4.4 Correlation across genomic offset prediction
We observed that there is no clear pattern in the genomic offset; it does not correlate with continentality, coastal proximity, or other discernible patterns. We hypothesized that elevation might influence genomic offset, with populations at higher altitudes potentially exhibiting higher genomic offsets.
#load elevation
elevation_data <- read.csv("C:/Users/tfrancisco/Documents/Thesis/Data/Species/Taxus_baccata/Climatic_data/ClimateDT_extraction/extraction_climateDT_29pop_T.csv",h=T,sep=";",dec=",")
#merge elevation data with GO
data_GO_altitude <- data.frame(merge(genomic_offset_GF_LC_present,elevation_data,"Population"))

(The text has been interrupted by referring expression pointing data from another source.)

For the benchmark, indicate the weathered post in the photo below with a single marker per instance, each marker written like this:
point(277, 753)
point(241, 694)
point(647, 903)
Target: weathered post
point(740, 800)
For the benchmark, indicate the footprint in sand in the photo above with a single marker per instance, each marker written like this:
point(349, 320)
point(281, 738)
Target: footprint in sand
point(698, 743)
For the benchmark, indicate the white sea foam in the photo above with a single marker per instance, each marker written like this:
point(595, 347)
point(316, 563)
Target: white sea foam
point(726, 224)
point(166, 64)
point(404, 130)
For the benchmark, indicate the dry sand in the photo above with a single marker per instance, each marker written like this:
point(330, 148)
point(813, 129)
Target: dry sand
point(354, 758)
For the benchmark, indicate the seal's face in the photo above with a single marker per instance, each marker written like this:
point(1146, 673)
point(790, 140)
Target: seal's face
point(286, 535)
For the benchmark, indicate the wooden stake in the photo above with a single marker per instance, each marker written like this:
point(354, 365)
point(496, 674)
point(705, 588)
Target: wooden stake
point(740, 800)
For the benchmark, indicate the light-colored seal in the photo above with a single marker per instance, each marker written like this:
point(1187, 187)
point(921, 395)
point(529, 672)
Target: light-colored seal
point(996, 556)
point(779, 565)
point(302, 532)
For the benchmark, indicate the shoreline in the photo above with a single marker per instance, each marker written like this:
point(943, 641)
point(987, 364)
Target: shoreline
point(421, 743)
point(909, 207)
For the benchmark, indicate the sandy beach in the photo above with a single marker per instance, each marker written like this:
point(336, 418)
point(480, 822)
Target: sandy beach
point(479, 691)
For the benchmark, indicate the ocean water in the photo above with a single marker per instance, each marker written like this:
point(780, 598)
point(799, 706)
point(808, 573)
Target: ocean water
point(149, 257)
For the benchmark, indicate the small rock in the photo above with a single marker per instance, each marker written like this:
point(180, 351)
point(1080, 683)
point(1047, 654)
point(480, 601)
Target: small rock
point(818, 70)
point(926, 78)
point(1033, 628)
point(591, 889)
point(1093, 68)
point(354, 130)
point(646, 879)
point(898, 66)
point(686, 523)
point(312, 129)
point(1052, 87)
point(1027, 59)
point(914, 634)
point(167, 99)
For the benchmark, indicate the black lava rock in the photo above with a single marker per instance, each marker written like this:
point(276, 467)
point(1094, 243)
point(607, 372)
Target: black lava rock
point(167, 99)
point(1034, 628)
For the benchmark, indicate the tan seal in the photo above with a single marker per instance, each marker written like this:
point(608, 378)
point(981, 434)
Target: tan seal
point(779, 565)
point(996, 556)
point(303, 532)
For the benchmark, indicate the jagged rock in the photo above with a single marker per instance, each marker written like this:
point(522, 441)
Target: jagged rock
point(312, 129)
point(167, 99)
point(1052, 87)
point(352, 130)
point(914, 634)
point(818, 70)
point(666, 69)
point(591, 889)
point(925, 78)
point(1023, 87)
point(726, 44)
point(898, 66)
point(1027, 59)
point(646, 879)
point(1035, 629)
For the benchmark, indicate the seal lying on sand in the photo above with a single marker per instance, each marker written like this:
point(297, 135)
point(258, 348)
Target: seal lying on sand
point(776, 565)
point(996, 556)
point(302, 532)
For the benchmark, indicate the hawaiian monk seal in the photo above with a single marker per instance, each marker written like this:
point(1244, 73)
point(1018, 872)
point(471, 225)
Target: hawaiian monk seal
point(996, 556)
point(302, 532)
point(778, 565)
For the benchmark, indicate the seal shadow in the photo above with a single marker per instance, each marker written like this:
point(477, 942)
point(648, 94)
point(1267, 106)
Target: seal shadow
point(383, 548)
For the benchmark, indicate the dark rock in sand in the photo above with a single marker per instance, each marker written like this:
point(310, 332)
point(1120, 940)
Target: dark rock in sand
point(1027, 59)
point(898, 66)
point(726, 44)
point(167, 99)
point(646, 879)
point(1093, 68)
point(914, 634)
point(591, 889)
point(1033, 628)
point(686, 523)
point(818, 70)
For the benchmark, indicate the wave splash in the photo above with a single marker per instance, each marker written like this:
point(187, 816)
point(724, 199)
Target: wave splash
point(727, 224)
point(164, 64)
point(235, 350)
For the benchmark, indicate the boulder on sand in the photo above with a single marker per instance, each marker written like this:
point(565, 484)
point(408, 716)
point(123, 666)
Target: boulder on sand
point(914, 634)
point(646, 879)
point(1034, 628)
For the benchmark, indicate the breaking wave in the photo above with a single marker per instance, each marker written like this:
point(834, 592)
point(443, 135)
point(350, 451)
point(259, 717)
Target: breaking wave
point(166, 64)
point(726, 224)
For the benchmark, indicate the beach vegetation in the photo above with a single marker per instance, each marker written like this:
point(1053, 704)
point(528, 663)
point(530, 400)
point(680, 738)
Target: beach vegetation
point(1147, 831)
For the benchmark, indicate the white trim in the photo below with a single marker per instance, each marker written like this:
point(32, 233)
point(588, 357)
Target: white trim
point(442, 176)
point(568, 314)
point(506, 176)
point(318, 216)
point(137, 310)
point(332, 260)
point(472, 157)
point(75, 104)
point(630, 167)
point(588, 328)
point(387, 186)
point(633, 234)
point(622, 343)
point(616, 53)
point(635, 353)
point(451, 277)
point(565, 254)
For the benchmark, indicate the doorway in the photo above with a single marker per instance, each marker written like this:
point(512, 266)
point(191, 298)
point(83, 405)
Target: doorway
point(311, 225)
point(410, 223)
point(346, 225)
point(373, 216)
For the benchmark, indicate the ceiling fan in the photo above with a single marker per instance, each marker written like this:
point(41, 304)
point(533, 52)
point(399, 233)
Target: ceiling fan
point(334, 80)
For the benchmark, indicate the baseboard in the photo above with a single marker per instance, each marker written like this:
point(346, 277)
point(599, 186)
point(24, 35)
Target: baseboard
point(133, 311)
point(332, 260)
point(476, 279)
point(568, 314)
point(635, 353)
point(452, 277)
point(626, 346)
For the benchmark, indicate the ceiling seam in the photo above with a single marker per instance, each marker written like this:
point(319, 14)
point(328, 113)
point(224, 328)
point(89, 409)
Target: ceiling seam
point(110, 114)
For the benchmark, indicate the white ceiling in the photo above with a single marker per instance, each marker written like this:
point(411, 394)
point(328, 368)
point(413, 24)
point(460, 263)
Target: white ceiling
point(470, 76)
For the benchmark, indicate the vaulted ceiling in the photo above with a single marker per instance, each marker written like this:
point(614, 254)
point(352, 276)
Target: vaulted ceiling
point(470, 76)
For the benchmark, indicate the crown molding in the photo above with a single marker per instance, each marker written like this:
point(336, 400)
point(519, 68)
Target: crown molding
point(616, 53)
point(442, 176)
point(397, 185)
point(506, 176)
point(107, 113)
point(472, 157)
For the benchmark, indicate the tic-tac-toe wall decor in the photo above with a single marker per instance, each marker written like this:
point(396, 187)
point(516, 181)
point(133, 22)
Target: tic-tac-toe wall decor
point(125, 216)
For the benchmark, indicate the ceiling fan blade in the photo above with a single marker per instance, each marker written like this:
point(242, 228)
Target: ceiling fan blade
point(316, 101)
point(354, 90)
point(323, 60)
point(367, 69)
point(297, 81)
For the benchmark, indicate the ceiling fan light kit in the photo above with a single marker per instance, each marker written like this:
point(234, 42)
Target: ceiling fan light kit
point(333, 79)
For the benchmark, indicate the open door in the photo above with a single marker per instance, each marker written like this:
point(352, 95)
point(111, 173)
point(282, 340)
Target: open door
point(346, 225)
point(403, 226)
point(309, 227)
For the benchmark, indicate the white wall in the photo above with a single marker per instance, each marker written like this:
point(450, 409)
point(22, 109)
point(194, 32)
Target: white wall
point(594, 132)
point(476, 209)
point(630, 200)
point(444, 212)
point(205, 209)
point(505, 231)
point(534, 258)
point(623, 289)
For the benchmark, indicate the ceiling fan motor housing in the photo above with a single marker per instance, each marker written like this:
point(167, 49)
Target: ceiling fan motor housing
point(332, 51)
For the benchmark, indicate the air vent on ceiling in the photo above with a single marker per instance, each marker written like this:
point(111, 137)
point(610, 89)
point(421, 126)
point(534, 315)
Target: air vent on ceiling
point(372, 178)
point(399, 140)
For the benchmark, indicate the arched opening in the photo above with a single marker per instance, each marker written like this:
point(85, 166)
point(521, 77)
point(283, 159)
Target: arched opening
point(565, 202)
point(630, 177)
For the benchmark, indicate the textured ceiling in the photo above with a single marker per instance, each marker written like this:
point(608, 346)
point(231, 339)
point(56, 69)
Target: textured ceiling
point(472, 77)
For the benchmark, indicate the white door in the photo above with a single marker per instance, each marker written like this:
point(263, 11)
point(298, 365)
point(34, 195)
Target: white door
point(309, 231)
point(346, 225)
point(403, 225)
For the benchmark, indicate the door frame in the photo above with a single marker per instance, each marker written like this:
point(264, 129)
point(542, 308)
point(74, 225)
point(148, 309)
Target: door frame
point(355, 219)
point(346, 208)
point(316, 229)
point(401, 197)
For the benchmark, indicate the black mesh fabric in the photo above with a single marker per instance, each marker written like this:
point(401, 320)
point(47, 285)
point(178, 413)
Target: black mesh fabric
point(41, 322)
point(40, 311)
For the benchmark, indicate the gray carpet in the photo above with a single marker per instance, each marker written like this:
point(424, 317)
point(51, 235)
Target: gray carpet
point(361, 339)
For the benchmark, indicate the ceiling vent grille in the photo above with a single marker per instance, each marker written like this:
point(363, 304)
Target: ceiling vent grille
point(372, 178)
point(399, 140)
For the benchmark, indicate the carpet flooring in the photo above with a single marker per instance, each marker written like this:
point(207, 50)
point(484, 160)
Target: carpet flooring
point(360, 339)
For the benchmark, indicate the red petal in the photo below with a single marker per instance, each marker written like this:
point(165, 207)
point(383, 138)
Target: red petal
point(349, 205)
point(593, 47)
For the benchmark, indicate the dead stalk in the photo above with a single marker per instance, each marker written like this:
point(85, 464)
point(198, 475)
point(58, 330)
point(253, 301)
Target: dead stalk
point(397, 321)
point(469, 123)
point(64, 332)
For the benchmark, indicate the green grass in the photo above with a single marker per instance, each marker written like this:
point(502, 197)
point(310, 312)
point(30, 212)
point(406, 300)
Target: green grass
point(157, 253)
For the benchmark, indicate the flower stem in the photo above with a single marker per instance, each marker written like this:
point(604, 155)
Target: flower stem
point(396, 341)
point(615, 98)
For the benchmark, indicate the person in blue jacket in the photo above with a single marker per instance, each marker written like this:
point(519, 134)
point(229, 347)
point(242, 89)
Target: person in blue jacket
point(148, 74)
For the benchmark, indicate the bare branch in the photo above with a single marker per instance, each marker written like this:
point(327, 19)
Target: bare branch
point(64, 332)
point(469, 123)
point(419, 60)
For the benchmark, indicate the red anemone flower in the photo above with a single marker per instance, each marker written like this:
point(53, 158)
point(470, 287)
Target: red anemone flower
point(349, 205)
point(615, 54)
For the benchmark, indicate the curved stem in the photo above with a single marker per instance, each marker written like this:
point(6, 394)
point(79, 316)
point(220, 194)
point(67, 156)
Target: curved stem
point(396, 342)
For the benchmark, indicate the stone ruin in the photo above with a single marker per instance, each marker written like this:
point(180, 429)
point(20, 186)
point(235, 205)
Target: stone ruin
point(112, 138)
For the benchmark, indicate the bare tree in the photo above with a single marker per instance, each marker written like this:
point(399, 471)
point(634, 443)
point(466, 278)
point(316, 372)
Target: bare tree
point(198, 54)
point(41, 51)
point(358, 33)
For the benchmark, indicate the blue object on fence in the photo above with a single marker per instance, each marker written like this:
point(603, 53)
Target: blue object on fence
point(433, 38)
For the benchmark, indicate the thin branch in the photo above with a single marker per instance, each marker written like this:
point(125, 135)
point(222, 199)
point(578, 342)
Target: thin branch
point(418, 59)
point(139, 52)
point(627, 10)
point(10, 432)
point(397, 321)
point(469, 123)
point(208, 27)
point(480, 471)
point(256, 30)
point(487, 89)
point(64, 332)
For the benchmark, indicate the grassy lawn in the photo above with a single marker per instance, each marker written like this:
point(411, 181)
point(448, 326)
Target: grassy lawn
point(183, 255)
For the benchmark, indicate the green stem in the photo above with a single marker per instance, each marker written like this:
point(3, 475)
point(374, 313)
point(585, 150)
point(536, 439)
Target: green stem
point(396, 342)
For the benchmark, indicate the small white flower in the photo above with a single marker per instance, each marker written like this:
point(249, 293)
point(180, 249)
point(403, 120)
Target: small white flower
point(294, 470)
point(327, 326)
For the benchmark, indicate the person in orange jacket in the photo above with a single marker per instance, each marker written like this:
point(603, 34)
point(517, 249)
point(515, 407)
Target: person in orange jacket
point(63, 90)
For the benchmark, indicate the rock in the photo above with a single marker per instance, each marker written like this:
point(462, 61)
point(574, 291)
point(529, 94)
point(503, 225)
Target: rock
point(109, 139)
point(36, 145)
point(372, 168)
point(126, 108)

data_GO_altitude_df <- data_GO_altitude %>%
mutate(Longitude=as.numeric(Longitude),Latitude=as.numeric(Latitude),elevation=as.numeric(Elevation.DEM_90m.))
#df
df_tot_GO_predictions_present <- data.frame(Population=GO_T_Adapcon_Gentree_GF_random_present[,1],GO_all_pres=GO_T_Adapcon_Gentree_GF_all_present[,2],GO_rand_pres=GO_T_Adapcon_Gentree_GF_random_present[,2],GO_rand_same_AF_pres=GO_T_Adapcon_Gentree_GF_random_same_AF_present[,2],GO_LC_pres=GO_T_Adapcon_Gentree_GF_LC_present[,2],GO_MC_pres=GO_T_Adapcon_Gentree_GF_MC_present[,2],GO_CG_pres=GO_T_Adapcon_Gentree_GF_CG_present[,2],elevation=data_GO_altitude_df$elevation)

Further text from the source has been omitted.